The place where I’m working is kind of odd as well. Example: the elevator has buttons for three floors. Inside, the floor indicator goes up to three. Yet, the building only has two floors. Perhaps this is a metaphor for Santa Barbara in general: something about reach extending grasp, I suppose.

My hotel, though, is right on the beach. I can look out my window and see… well, I can see the parking lot of the hotel next door. I can hear the ocean, though, and I know that when I go out the front door of the hotel, it’s just a hundred yards or so to the shore. I’ve walked down there a couple of times in the evening, just to hear the ocean and the gulls and smell the air.

And this evening, after I was finished doing the training at the Social Services office, I decided to wander through downtown Santa Barbara. I’ve never been here. Well, actually, that’s not quite true; three years ago, I was at UC Santa Barbara for a UC conference on information technology. But back then I never got to go downtown. There are dozens of fascinating little stores in downtown Santa Barbara, with names like Masks of Venice, and Gentlemen Antquarians. There are big chain stores, of course, like Borders and Starbuck’s (huzzah!) and Banana Republic; but enough independent stores to redeem the overwhelming presence of the chain stores. I even bought an odd little gift for Jennifer in one of the small shops; it’s kind of a strange gift but I think she’ll like it.

And that is the plus side of business travel. Going to new places; exploring new downtowns to discover new treats. Assuming, of course, that you’re in a town with some sort of character to it.

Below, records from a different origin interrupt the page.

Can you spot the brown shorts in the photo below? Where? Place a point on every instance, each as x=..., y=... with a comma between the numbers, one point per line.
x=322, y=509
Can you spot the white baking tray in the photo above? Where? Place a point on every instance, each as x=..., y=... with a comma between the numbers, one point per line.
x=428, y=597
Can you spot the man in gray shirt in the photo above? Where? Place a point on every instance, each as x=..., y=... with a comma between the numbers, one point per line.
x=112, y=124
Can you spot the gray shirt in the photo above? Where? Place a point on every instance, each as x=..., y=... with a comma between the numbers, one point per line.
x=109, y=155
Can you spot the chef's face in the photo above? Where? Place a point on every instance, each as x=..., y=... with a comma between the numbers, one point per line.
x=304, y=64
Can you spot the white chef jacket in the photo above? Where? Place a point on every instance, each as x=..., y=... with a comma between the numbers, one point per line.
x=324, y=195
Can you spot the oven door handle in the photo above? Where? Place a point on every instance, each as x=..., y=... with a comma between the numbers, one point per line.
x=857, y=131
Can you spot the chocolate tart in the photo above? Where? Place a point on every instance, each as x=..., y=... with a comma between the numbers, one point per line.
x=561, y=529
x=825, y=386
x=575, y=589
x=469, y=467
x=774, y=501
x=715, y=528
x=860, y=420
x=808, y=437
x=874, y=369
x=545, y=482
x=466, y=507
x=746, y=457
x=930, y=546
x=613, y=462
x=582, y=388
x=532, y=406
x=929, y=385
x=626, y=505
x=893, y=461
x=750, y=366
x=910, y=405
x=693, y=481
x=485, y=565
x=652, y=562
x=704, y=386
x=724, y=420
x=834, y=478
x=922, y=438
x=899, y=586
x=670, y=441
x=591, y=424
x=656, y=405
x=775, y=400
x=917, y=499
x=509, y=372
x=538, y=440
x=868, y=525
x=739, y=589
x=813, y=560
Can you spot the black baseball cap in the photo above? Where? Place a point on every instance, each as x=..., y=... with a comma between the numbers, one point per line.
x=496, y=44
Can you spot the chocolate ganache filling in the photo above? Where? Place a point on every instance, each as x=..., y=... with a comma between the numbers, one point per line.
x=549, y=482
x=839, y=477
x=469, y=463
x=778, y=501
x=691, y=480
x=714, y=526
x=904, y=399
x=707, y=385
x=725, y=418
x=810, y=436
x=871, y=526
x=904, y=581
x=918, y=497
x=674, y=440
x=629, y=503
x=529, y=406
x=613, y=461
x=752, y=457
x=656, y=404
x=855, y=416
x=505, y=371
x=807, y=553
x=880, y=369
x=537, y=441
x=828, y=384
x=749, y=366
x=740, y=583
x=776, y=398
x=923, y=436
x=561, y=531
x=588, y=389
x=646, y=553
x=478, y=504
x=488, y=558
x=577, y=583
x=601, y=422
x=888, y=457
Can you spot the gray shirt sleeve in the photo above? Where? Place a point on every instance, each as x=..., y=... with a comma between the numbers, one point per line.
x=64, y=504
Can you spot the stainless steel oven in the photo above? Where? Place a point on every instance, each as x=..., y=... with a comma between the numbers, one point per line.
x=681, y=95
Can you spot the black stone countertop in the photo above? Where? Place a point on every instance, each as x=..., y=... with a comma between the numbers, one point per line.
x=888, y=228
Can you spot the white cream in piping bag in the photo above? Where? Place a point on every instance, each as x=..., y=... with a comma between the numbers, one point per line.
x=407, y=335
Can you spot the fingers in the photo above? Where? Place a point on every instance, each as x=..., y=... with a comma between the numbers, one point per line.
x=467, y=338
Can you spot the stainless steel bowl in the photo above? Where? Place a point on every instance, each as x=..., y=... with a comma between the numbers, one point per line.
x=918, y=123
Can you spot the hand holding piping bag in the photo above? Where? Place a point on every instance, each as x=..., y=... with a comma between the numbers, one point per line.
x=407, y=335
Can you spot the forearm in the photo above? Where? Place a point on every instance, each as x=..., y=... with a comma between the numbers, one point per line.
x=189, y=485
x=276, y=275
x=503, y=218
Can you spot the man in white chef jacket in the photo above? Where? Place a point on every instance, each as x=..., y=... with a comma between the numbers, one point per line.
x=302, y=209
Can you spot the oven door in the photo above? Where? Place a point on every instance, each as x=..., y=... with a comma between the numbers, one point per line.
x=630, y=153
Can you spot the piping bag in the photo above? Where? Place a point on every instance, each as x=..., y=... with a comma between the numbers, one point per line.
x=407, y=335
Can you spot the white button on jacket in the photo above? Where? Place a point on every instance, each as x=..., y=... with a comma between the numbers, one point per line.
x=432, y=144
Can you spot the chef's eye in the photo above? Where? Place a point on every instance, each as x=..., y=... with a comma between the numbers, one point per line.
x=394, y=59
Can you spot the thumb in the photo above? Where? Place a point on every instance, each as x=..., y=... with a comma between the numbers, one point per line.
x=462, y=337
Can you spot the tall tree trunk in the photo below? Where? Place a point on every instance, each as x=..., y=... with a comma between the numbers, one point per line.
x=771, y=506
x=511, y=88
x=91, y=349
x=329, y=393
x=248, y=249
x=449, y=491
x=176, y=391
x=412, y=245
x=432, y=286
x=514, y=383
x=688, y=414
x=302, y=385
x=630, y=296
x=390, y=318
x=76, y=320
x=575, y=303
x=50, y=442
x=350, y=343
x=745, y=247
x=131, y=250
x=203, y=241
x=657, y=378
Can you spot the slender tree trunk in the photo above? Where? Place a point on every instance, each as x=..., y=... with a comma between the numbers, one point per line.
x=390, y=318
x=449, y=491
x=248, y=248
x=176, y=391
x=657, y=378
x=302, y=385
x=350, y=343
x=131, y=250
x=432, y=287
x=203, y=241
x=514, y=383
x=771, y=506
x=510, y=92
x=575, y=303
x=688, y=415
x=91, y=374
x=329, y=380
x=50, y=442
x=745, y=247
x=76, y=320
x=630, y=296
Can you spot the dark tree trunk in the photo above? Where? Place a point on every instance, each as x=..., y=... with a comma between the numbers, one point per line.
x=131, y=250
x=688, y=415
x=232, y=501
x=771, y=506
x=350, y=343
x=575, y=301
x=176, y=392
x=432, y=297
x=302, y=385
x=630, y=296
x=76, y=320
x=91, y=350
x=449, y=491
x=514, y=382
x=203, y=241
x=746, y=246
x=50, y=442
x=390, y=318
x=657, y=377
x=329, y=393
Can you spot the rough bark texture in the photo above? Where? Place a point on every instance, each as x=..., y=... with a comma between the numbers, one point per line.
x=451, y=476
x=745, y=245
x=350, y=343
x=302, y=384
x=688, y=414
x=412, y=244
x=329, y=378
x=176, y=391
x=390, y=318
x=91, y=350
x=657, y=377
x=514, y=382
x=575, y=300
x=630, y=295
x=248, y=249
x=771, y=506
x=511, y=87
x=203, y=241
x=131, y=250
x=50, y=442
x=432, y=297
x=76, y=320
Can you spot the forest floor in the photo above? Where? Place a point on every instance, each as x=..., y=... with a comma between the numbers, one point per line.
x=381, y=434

And the training itself has gone great. The people here in Santa Barbara are so very nice, if a bit dizzy at times. I’ve gotten great evaluations, and the handlers that I’ve trained are all very friendly and receptive to what I have to train. I’ve really enjoyed working here. And I got a wee surprise yesterday when I discovered that the classes I was to teach on Friday were canceled, so I get to drive back up to meet Jennifer a day early; perhaps I’ll sit in on the classes she’ll be teaching then.

Or, perhaps, I’ll just sleep in.

That is part of the southern California lifestyle, isn’t it?